E há alguma perspetiva de projetos com Bruno Nogueira, dado que ficou muito marcada a relação entre os dois em "Como É Que o Bicho Mexe?" e depois em "Princípio, Meio e Fim”?
Sabemos que eventualmente iremos gravitar na direção um do outro, nem que seja porque nunca demos por terminado "Uma Nêspera no Cu", aquela coisa que fazemos com o Filipe Melo também. E temos sonhos para fazer ainda à volta da "Nêspera".
Falamos praticamente todos os dias, portanto, acompanhamos muito o trabalho um do outro e pedimos muito feedback um ao outro, logo é normal que mais dia menos dia nos reencontremos nalgum projeto. Para já, adorava convencê-lo para na segunda temporada do "Taskmaster". Tê-lo como convidado, porque era incrível.

Acha que aceita?
Não sei, não sei. Não faço ideia. Já lhe fui mandando as cabras (risos).

Em tanta coisa que faz — é animador de rádio, humorista, argumentista —, afinal, quem é que é o Nuno Markl?
É uma boa questão. Acho que aquilo que eu sou transparece nas várias coisas que faço. Seja o que for. Numa série, como a "1986" que escrevi, seja nas coisas que vou contando na rádio sobre desastres que me acontecem. Acho que, olhando assim para o meu trabalho, não há nada que eu faça que seja indiferente àquilo que sou. Não há assim nenhum trabalho de encomenda em que dispa a pele do Markl e escreva de outra maneira para que pareça outra coisa que não sou.

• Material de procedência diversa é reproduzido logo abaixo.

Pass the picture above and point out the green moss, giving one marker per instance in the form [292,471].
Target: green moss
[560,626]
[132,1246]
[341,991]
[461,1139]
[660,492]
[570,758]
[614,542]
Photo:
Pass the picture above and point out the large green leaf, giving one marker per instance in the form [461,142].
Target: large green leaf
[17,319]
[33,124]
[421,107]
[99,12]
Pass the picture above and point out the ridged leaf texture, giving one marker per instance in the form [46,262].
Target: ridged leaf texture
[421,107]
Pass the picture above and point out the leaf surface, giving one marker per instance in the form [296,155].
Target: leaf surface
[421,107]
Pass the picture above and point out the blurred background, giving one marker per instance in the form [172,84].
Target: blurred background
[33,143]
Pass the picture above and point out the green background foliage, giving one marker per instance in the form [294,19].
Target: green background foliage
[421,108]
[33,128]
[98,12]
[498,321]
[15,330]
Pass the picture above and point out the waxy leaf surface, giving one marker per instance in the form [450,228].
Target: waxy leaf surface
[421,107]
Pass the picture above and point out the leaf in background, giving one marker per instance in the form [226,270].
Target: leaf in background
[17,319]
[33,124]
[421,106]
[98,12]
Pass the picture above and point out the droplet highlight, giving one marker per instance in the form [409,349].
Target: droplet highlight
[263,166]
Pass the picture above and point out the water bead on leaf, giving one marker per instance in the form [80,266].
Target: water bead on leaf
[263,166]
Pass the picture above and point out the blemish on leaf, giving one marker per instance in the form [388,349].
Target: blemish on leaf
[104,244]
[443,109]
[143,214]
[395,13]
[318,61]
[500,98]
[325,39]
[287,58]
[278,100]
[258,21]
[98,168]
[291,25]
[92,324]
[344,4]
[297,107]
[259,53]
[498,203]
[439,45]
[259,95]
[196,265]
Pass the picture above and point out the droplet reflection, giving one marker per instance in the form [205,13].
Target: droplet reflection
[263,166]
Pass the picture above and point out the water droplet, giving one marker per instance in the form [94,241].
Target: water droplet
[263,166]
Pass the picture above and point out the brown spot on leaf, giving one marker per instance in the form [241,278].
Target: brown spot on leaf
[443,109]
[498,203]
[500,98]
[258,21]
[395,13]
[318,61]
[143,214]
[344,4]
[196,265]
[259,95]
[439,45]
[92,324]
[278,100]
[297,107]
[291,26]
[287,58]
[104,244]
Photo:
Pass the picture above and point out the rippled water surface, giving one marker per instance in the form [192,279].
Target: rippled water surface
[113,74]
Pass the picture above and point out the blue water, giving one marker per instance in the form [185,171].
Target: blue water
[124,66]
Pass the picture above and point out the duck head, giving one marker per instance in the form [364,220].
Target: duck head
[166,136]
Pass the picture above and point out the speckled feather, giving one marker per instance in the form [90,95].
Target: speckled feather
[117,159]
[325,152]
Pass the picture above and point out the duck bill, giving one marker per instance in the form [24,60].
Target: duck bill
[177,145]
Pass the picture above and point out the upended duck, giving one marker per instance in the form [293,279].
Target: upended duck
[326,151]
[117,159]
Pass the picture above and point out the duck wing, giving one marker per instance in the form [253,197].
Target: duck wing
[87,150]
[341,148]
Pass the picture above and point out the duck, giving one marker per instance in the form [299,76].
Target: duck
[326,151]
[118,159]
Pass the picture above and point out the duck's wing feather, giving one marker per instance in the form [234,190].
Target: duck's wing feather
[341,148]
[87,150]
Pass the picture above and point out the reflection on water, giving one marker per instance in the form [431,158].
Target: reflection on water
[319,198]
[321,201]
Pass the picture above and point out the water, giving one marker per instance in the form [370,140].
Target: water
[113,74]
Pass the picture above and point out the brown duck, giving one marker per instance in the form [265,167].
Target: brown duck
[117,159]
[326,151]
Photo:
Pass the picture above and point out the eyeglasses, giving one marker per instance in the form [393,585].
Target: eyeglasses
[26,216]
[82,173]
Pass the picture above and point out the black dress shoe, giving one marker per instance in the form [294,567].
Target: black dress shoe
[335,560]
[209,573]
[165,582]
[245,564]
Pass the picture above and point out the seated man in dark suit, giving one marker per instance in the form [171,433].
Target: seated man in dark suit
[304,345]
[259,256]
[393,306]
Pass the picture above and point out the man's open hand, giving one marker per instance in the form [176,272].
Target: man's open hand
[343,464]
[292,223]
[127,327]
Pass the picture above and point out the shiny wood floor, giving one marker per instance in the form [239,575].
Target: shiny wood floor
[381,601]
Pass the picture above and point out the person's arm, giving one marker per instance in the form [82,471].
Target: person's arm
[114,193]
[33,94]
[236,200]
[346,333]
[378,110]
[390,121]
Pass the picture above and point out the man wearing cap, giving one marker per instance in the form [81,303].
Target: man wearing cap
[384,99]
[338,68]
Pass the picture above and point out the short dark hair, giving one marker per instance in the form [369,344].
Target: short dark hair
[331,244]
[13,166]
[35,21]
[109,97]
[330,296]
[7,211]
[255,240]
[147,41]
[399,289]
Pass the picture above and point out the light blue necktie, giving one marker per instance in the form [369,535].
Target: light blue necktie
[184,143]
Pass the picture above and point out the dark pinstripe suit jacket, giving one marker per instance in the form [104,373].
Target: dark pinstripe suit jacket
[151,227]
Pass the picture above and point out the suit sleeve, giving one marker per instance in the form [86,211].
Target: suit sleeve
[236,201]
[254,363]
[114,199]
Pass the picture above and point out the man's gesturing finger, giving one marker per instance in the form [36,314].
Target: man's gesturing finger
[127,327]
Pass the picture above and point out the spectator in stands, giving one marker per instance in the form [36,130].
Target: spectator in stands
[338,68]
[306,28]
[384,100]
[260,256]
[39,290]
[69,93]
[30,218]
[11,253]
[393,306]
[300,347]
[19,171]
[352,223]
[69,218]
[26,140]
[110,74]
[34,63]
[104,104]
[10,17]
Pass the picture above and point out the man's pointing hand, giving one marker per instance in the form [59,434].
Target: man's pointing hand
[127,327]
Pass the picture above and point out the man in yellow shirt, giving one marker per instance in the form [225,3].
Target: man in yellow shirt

Portanto, acho que se percebe mais ou menos aquilo que sou com base nas coisas que digo e escrevo. Até mesmo no Taskmaster", onde se vê que sou uma pessoa muito disponível para carregar outras às costas e depois estar ali ao serviço (risos).

Mas acho que estou espalhado pelos vários projetos que faço. Já não faço nada que não queira fazer. Ou seja, houve um tempo em que aceitava fazer muitas coisas, depois arrependia-me de algumas porque estava super desconfortável a pensar "porque é que aceitei fazer isto e achava que conseguia meter algo meu nisto?" e agora sinto que estou a conseguir fazer coisas nas quais consigo ser eu e isso é ótimo.